许渊看向韩鹤鸣,动了动喉结,“刚才我们……”
“我们什么?”韩鹤鸣皱着眉头,“你到底怎么了?马上就要进攻了,你却在这发呆?”
许渊:“……”
“呜——”进攻的号声吹响。
“你留在这。”许渊一把按在韩鹤鸣肩上。
“可我不会打掩护啊……”
“你们都留在这。”男人看了一眼褚堙,“我一个人去。”
“这怎么行!”韩鹤鸣急道。
许渊也不解释,只是目光凝重的看了他一会儿,转身跑了出去,不给韩鹤鸣一点反应的时间。
现在已经很明显了,这是他和鹿百川之间的恩怨。鹿百川恨许渊害他失去了双腿只能靠假肢行走。所以,就让他独自去面对吧!
许渊一口气上到五层,可里面却空空如也,一个人都没有,他转了两圈又不死心的上了一层。
“天啊,他怎么掉下来了?”
许渊脚步一滞,扭头看向窗沿。
“医护人员!抬担架来!快点!”
男人慢吞吞的走到窗沿边,蹲下身朝下面看去——一堆碎石上躺了个人,他的双腿诡异的弯曲着,一看就是摔断了。

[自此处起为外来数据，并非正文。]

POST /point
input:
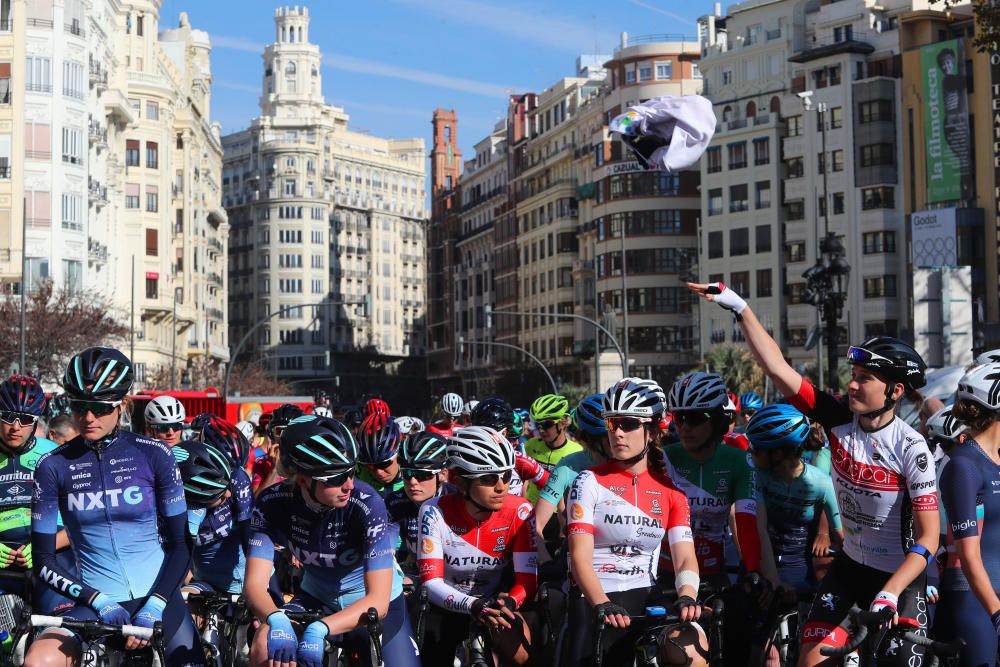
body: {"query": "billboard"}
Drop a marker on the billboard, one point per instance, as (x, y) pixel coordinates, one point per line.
(934, 237)
(946, 121)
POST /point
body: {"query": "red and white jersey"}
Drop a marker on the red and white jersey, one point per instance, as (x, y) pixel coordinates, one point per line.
(628, 515)
(461, 559)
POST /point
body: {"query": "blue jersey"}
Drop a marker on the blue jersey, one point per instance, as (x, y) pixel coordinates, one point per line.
(112, 499)
(218, 557)
(336, 546)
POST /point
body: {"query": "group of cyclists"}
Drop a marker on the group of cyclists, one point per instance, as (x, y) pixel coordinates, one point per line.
(463, 534)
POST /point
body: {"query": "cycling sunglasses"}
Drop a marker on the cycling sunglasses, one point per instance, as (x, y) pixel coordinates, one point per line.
(418, 474)
(690, 418)
(22, 418)
(491, 478)
(626, 424)
(334, 481)
(96, 408)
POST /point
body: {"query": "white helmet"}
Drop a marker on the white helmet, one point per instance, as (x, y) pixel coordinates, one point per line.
(247, 429)
(981, 385)
(943, 425)
(633, 397)
(451, 404)
(164, 410)
(479, 450)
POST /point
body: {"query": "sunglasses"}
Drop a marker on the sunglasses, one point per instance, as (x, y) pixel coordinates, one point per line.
(626, 424)
(418, 474)
(335, 480)
(491, 478)
(22, 418)
(96, 408)
(690, 418)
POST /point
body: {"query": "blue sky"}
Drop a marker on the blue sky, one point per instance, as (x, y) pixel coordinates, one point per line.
(390, 63)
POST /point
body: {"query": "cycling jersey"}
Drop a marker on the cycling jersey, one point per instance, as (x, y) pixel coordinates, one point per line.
(724, 480)
(628, 516)
(793, 512)
(548, 458)
(218, 556)
(336, 546)
(462, 559)
(122, 502)
(879, 477)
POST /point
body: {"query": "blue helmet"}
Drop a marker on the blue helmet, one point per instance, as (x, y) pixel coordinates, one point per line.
(751, 402)
(588, 416)
(777, 426)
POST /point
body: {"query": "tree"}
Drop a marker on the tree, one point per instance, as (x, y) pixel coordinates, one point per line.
(58, 324)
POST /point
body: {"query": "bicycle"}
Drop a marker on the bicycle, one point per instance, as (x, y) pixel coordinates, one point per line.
(335, 655)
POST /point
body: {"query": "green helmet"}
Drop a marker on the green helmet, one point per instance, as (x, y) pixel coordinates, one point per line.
(549, 407)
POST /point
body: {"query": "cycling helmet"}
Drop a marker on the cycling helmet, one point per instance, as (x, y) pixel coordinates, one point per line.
(588, 416)
(164, 410)
(452, 404)
(632, 397)
(226, 438)
(317, 447)
(891, 359)
(378, 438)
(424, 451)
(549, 407)
(777, 426)
(751, 402)
(98, 374)
(377, 406)
(22, 393)
(698, 391)
(981, 384)
(479, 449)
(205, 472)
(493, 412)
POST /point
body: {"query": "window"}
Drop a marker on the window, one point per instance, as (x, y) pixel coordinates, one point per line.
(874, 155)
(764, 287)
(131, 153)
(880, 287)
(739, 244)
(763, 194)
(879, 242)
(738, 198)
(880, 197)
(715, 245)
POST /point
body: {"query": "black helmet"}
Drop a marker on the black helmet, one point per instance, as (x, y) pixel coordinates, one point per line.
(205, 471)
(98, 374)
(493, 412)
(318, 447)
(891, 359)
(425, 451)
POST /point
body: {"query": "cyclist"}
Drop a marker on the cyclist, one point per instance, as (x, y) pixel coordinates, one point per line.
(22, 402)
(451, 408)
(618, 515)
(378, 445)
(794, 492)
(468, 538)
(338, 528)
(883, 473)
(550, 413)
(969, 606)
(122, 501)
(165, 419)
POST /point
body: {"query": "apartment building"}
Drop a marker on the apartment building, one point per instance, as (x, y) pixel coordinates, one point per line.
(327, 247)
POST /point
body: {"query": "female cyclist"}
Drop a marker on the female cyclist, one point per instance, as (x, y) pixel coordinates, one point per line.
(122, 501)
(338, 528)
(618, 515)
(970, 488)
(883, 473)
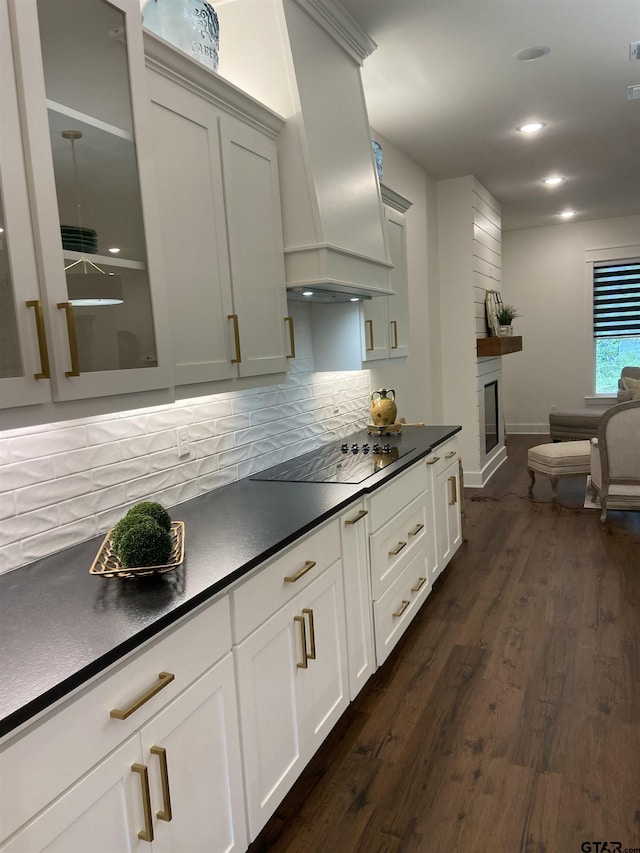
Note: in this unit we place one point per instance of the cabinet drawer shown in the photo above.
(395, 544)
(278, 581)
(443, 456)
(397, 607)
(54, 753)
(385, 502)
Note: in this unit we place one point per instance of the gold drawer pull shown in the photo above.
(145, 834)
(309, 564)
(369, 323)
(394, 323)
(45, 371)
(312, 633)
(73, 342)
(164, 678)
(236, 338)
(165, 813)
(361, 514)
(403, 607)
(292, 341)
(303, 633)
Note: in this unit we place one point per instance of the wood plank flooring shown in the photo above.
(508, 717)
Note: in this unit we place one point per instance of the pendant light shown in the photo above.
(91, 286)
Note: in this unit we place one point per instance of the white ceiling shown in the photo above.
(444, 86)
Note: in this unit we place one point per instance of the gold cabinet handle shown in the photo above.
(165, 812)
(73, 343)
(292, 340)
(403, 607)
(397, 549)
(236, 338)
(369, 325)
(312, 633)
(164, 678)
(309, 564)
(361, 514)
(303, 634)
(419, 585)
(394, 323)
(145, 834)
(45, 370)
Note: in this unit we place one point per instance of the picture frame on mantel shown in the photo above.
(493, 303)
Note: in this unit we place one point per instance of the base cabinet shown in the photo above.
(292, 689)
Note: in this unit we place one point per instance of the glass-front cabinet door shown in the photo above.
(92, 195)
(24, 366)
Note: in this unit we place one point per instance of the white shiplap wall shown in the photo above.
(64, 483)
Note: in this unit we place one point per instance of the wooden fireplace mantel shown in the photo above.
(498, 345)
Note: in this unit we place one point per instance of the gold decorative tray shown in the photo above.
(108, 565)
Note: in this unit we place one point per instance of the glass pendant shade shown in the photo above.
(94, 288)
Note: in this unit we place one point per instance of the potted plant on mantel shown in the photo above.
(505, 315)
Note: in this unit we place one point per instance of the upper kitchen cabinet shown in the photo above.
(96, 305)
(217, 175)
(302, 58)
(24, 366)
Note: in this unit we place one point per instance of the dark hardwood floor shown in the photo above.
(508, 717)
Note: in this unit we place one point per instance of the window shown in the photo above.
(616, 322)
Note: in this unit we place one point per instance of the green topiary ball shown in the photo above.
(153, 510)
(144, 543)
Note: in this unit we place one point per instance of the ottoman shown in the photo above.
(577, 425)
(566, 459)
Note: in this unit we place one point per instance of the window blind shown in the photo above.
(616, 300)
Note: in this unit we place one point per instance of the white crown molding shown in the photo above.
(395, 200)
(176, 65)
(334, 20)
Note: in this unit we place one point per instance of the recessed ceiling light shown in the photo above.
(531, 127)
(528, 54)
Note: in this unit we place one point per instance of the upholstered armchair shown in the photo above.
(615, 458)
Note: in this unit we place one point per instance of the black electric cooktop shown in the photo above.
(342, 463)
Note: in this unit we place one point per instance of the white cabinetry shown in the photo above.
(357, 596)
(87, 158)
(216, 169)
(164, 770)
(444, 467)
(386, 318)
(401, 536)
(291, 666)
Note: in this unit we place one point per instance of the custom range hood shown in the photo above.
(302, 58)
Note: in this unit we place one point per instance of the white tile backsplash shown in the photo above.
(61, 484)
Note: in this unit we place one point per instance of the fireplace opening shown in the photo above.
(490, 415)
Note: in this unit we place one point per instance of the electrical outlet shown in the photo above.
(182, 435)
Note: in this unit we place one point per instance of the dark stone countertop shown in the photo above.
(61, 626)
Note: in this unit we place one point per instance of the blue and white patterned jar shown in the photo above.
(190, 25)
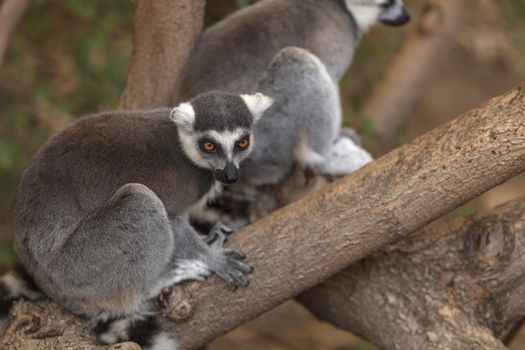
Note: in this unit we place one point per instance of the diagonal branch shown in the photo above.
(303, 244)
(298, 246)
(450, 286)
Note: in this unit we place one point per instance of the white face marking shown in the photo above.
(189, 145)
(227, 139)
(184, 116)
(257, 104)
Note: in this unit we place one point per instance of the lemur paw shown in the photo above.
(232, 269)
(218, 235)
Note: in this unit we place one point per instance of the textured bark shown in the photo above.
(11, 13)
(450, 286)
(298, 246)
(414, 67)
(165, 33)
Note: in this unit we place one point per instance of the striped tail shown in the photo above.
(142, 328)
(15, 284)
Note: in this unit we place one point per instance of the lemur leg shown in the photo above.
(196, 259)
(218, 235)
(313, 102)
(131, 240)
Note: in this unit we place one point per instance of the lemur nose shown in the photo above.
(231, 173)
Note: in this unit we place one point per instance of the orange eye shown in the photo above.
(208, 146)
(244, 143)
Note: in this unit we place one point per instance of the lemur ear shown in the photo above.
(257, 104)
(184, 116)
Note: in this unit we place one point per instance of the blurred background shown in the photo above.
(69, 58)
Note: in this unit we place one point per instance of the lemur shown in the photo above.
(252, 50)
(102, 211)
(233, 54)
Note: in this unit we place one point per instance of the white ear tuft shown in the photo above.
(257, 104)
(184, 116)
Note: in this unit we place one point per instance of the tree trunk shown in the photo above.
(165, 33)
(414, 67)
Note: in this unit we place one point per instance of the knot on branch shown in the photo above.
(490, 244)
(177, 302)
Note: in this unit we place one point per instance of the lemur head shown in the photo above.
(369, 12)
(215, 130)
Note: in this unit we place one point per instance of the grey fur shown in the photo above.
(233, 54)
(294, 51)
(304, 126)
(102, 213)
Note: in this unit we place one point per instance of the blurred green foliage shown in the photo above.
(67, 58)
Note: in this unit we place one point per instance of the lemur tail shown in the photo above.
(15, 284)
(142, 328)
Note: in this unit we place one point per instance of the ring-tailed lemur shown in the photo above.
(304, 126)
(102, 209)
(233, 54)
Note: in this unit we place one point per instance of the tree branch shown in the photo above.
(298, 246)
(450, 286)
(414, 67)
(11, 13)
(165, 32)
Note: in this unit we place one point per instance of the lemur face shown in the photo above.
(215, 130)
(370, 12)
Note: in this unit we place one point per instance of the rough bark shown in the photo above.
(450, 286)
(165, 32)
(298, 246)
(11, 13)
(414, 67)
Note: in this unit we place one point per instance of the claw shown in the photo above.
(236, 254)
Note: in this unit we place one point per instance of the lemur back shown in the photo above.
(233, 54)
(102, 224)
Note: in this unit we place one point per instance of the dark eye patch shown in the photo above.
(202, 141)
(237, 143)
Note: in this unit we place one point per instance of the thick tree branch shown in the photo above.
(298, 246)
(11, 13)
(165, 33)
(414, 67)
(450, 286)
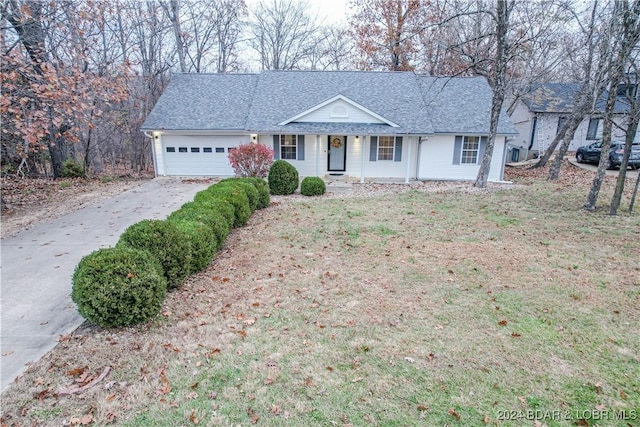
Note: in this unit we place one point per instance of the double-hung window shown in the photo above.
(288, 147)
(386, 145)
(470, 150)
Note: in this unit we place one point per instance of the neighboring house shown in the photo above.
(539, 115)
(358, 124)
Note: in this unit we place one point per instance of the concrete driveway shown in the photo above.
(37, 266)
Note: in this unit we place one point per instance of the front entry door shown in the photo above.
(337, 153)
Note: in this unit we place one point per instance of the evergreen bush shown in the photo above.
(238, 198)
(208, 201)
(261, 185)
(206, 213)
(248, 187)
(166, 242)
(118, 286)
(72, 169)
(283, 178)
(203, 241)
(312, 186)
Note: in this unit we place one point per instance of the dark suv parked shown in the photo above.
(591, 154)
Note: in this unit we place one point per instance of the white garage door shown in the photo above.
(186, 155)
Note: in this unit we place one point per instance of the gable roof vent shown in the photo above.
(339, 112)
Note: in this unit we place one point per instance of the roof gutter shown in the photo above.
(153, 152)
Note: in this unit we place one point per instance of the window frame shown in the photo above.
(290, 142)
(386, 153)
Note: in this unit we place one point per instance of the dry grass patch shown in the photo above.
(427, 305)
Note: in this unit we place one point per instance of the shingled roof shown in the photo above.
(259, 103)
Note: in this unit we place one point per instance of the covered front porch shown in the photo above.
(348, 157)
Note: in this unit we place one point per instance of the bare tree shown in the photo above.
(630, 83)
(386, 32)
(591, 73)
(284, 34)
(626, 19)
(487, 46)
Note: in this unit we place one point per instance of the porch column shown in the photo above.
(317, 155)
(363, 144)
(408, 172)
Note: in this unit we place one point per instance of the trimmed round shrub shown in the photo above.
(205, 213)
(283, 178)
(72, 169)
(312, 186)
(166, 242)
(118, 286)
(250, 189)
(237, 196)
(209, 202)
(261, 185)
(203, 241)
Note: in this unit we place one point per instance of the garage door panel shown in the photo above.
(199, 155)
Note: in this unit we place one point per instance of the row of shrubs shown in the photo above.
(127, 284)
(283, 180)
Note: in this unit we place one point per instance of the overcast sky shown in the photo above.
(330, 10)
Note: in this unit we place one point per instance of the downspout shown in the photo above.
(153, 152)
(408, 173)
(421, 139)
(317, 155)
(362, 163)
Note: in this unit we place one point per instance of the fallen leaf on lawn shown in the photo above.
(193, 418)
(454, 414)
(43, 394)
(166, 388)
(111, 417)
(77, 372)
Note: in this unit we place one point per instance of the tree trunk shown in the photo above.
(592, 197)
(629, 34)
(567, 136)
(635, 192)
(622, 175)
(502, 26)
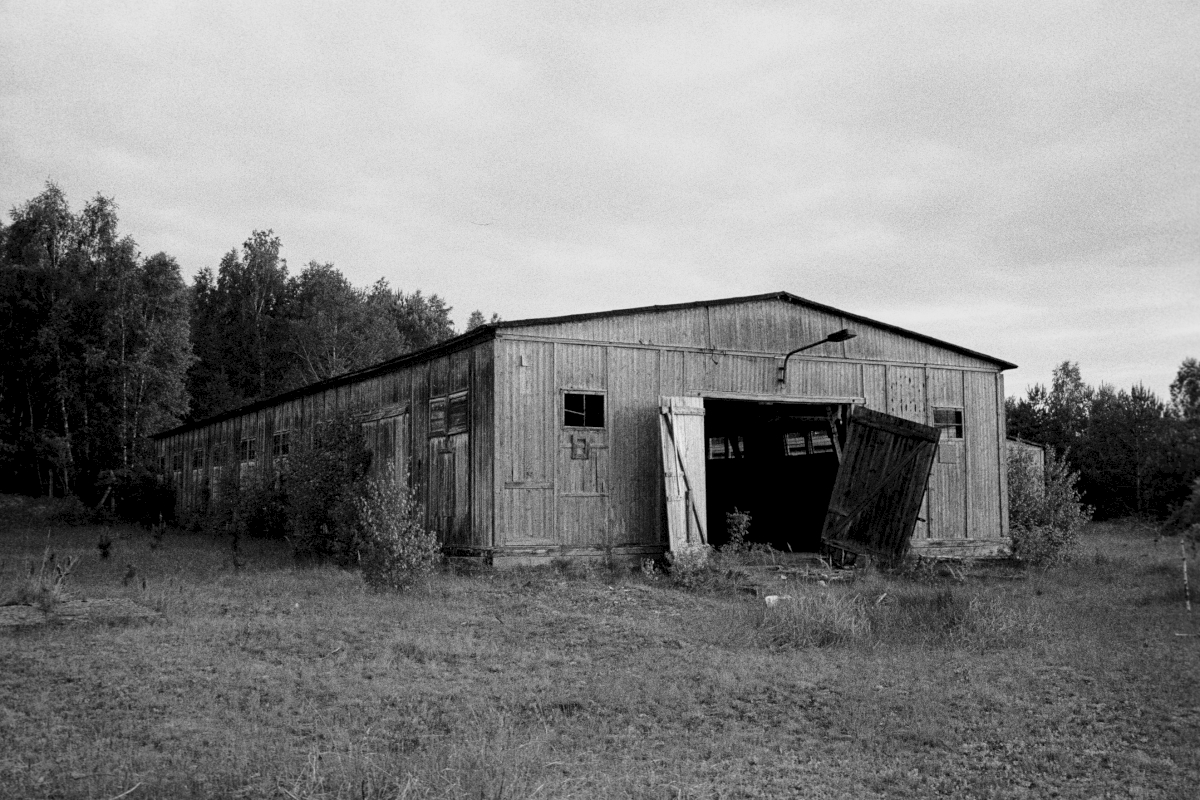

那人是鹿百川。他身边围了一圈人,没人敢动他,怕骨头移位。
议论声也越来越大,人们纷纷抬头望上来,目光定在了许渊身上。
“啊,是他!”
“不会是……他给推下来的吧?”
“有可能啊,这俩人从小就水火不容的……”
“许渊?”
男人身子一僵,慢慢转过头去——是小鹤。
“我们第一次见面是什么时候,发生了什么?你知道吗?”
许渊:“……”
……
“我一个人去。”
“等一下!”褚堙从地上嚯地跳了起来,“带上我!带上我!”
“呃……”许渊都跑出战壕了,转头狐疑的看着他。
褚堙几步跑了出来,嗖的窜到了男人背上,“走吧!”
许渊:“……”
说来奇怪,他们明明是一起进入大楼的,可一转眼身边的人就没了。
褚堙因为许渊速度快的原因,终于比前面两次早到了一些,他赶在韩鹤鸣被打死前开枪用子弹撞歪了那要韩鹤鸣命的一枪,又转手把身后偷袭的丁硕解决了。
韩鹤鸣没死,揪着贺绍元痛揍了一顿。
到此,褚堙悬着的那颗心总算是落回了胸膛里……
许渊停住了准备上台阶的动作,想了想转身出了大楼。他在楼外来回闪了两趟,又数了数楼层,然后定在了那,一动不动,好像在等着什么。
过了好一会儿,男人还是一副严阵以待的样子。
突然,一个黑影从五楼的窗户里飞了出来!
“啊——”
许渊一个起跳,双臂一捞,把那飞出来的人稳稳的接在了怀里……
……
“三局幻境,褚堙被杀两回,丁硕被杀两回,你们这组算平局;韩鹤鸣和贺绍元……韩鹤鸣胜;咱们俩嘛……”鹿百川皱了皱眉,一副不甘心的样子。
“也算平局吧。”许渊道。
“哼!”鹿百川冷笑一声,“少得意!什么叫「也算」啊?”
男人只是笑笑,不说话。
鹿百川懒得看许渊,余光瞥见肿的跟头猪一样的贺绍元。“贺少爷,你还好吗?”
贺绍元:“……”
鹿百川叹了口气,哭笑不得的让人来给贺绍元抹药。
“行啦,愿赌服输,我们走了。”
“鹿百川……”男人叫住他。
“干嘛?”
“对不起。”许渊真诚的望着他,“我不是故意的。”
鹿百川翻了个白眼,转身走了,“我知道。”
知道你不是故意的。但即便如此,我就不能恨你了吗?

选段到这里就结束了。